The plant is good news for Greater Victoria. About 67 people are working at the plant, about half of them former employees with JDS Uniphase, said Carmanah's production manager Tim Lowe.

Lowe hired many of the skilled workers who were left jobless after JDS Uniphase merged with SDL Optics, the large fibre-optics factory in Central Saanich that closed shop when the high-tech bubble burst.

Lowe was a former JDS Uniphase employee himself, lured back to Canada by Carmanah.

Another group of employees came from Soltek Powersource Ltd, a Central Saanich-based supplier of solar power systems. Carmanah bought Soltek in July.

Carmanah has kept its Vic West location next to the Johnson Street Bridge and will continue to house designers and marketers there.

Leonard said the company fits the vision of what Saanich is trying to do with its industrial area off Glanford Road.

"We're blessed to have such a dynamic company," Leonard said. "I'm proud that Carmanah is not only a Victoria success story, but a Canadian success story."

Carmanah's annual sales were $38,729,885 in 2005, a growth that earned it the 2005 Canadian Exporter of the Year by International Trade Canada.

Carmanah's claim to fame is to ride the wave of new applications for LED lights as the super energy-efficient lights evolved.

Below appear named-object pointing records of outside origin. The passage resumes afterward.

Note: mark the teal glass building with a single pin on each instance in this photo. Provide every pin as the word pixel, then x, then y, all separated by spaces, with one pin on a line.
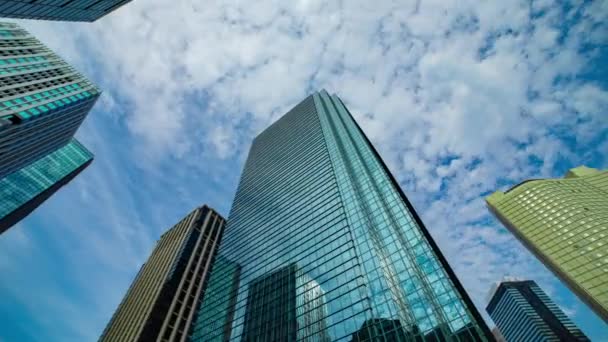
pixel 322 245
pixel 43 100
pixel 64 10
pixel 24 190
pixel 523 312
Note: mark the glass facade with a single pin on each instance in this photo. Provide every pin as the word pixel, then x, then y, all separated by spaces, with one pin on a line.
pixel 165 296
pixel 322 245
pixel 22 191
pixel 64 10
pixel 43 100
pixel 523 312
pixel 564 222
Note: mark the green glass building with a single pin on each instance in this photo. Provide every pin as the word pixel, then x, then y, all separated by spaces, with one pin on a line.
pixel 523 312
pixel 24 190
pixel 564 222
pixel 64 10
pixel 43 100
pixel 322 245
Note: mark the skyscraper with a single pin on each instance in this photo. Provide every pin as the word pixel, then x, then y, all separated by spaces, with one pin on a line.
pixel 564 222
pixel 164 298
pixel 24 190
pixel 523 312
pixel 43 100
pixel 316 203
pixel 64 10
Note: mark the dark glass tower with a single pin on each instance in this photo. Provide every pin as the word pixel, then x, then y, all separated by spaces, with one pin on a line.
pixel 523 312
pixel 327 245
pixel 24 190
pixel 64 10
pixel 43 100
pixel 164 298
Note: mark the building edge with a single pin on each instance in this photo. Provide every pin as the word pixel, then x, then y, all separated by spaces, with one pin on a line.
pixel 551 266
pixel 465 297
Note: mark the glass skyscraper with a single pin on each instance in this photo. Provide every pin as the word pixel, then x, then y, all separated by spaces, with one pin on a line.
pixel 64 10
pixel 24 190
pixel 43 100
pixel 524 313
pixel 165 296
pixel 564 222
pixel 322 245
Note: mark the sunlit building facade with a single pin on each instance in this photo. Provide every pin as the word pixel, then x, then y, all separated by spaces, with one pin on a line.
pixel 322 245
pixel 43 100
pixel 163 300
pixel 24 190
pixel 523 312
pixel 64 10
pixel 564 223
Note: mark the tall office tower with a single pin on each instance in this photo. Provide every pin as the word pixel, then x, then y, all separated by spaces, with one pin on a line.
pixel 164 298
pixel 43 100
pixel 523 312
pixel 24 190
pixel 64 10
pixel 317 209
pixel 564 222
pixel 498 335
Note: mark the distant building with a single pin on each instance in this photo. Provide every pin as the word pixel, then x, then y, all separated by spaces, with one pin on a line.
pixel 523 313
pixel 564 222
pixel 43 100
pixel 498 335
pixel 163 300
pixel 24 190
pixel 63 10
pixel 327 244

As short as a decade ago, LEDs were so faint they were only used for electronic displays (think of the light on your stereo's "on" switch).

As LEDs got brighter, Carmanah founder Dave Green invented a prototype light that used a solar panel to charge a battery, which ran a bright LED. Green came up with the idea while sailing in Fiji. On a small boat, it's a hassle keeping a charged battery to run lights necessary to be seen by cargo ships passing in the night.

LEDs are so efficient the relatively paltry amount of energy produced by a small solar panel is all that's needed.

Other companies had the same idea, but Carmanah enjoyed success from its solid design. Every component is internal, encased in a thick layer of plastic, making them impervious to the elements.

The same basic design graces every Carmanah product - from ocean buoy markers to flashing school crossing lights to household security lights.

Carmanah executives delight in receiving mail about the indestructibility of their lights.

Last week, they had a new testimonial from Afghanistan, where a light continued to work after being run over by a tank.

The airstrip light is the latest series of Carmanah lights that can be seen from four miles away, a milestone reached just a few months ago. Previous lights reached three miles.

Designers achieved the new distance through the shape of a new lens that focused the beam, Lowe explained.

"Once we reach five miles, we'll hit a whole new market," he said.

At that point, Carmanah might need to expand into the rest of the building though that space currently holds other businesses.